Originally aired as a celebrity show way back in 2005, Love Island was revived as a dating show in 2015, and has run ever since. Impressively, since its return, there have been numerous international iterations that have followed suit all with the intention of capitalizing on some of the UK show’s success. For example, there’s a prolific US version that appears to be faring well when compared to the many other reality TV shows currently on air, stateside.

For the unacquainted, all we can say is that you ought to find a stream to witness the spectacle for yourself. The show has gained fans all over the world, and numerous spin-offs, but watching the UK original is a great introduction and available in most countries. As this handy guide from ExpressVPN highlights, Love Island is particularly popular in European territories like Spain, France and Italy, but also in Canada and Australia.

The breadth alone of the places you can stream this show is a testament to the ubiquity of its intoxicating style of entertainment.
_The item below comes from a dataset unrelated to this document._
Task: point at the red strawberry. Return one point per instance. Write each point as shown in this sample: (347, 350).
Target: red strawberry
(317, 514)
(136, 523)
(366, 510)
The US spin-off being barely any different in structure speaks to the success the original has had in being so relatable, yet entertaining. However, we’ll let you be the judge when you watch for yourself!  

A combination of holiday romance, gamification, and isolation are the major differentiators. The villa is totally removed from reality, yet watching the contestants try and find love (and a $50,000 cash prize for the winning couple) still feels like a highly immersive viewing experience.

Without seeing it, you might not understand how Love Island is able to be so watchable; at times, able to produce moments of real romance, followed by shambolic flirting. Only a handful of couples have ever made it to marriage, or kids, after the show – not that anyone seems to mind. 

Going Too Far 

Producers are constantly trying to find a balance between the obscure and the entertaining when it comes to dating shows and often miss the mark. ‘Farmer Wants A Wife’ is an example. The single, attractive farmer would date various contestants, while also putting them through their paces on the farm itself. 

Judging by the show’s cancellation, it seemed that there was a very fine line between the genuine moments that a dating show needs to be watchable, and what becomes feels too manufactured or, downright strange.

‘Dating in the Dark’, ‘Dating Naked’, or the critically-panned ‘I Want To Marry Harry’ (currently boasting a 3.9/10 on IMDB) were other concepts that hinged on the idea that, so long as someone was somewhat attracted to someone else on-screen, the circumstances simply didn’t matter to the audience. 

None of these shows exist now, but you can find old clips all over YouTube, proving it a major misjudgement on the producers’ part, in figuring out what we love about dating shows.  

The Perfect Ratio

When presented in a certain way, even the more bizarre concepts can thrive. ‘Naked Attraction’, not far removed from the flop that was ‘Naked Dating’, framed their show in a more scientific and psychological context, making the absurdity feel less cheap to the audience. 

After all, trash TV always pulls in a few viewers, but rarely maintains a loyal fanbase – or builds more concrete characterization of contestants, in the same way as a ‘classier’ style of dating show can.   

There’s another success metric we can consider, too. Slots Up conducted a 2021 study, which found only 11 of the 13 current US dating shows had a 1.2% to 75% success rate, with ‘90 Day Fiancee’ topping the list. In the UK, ‘Married At First Sight’ boasts similarly high success rates for relationships. These shows run for numerous seasons, typically by being unique enough to be interesting, but believable and genuine enough to relate to. 

Dating shows prove to u that no matter who you are, or how conventionally attractive you might be, love is a strange and elusive thing. They exist to entertain, naturally even the most bizarre ones manage to find a way to, but it seems that success really comes down to being able to find something real underneath what can be layers of production value and editing. 

One thing is for sure if you can find love in a pitch-black room, working on a farm, meeting strangers without clothes on, or in an isolated villa full of cameras in Majorca – you really can find it anywhere.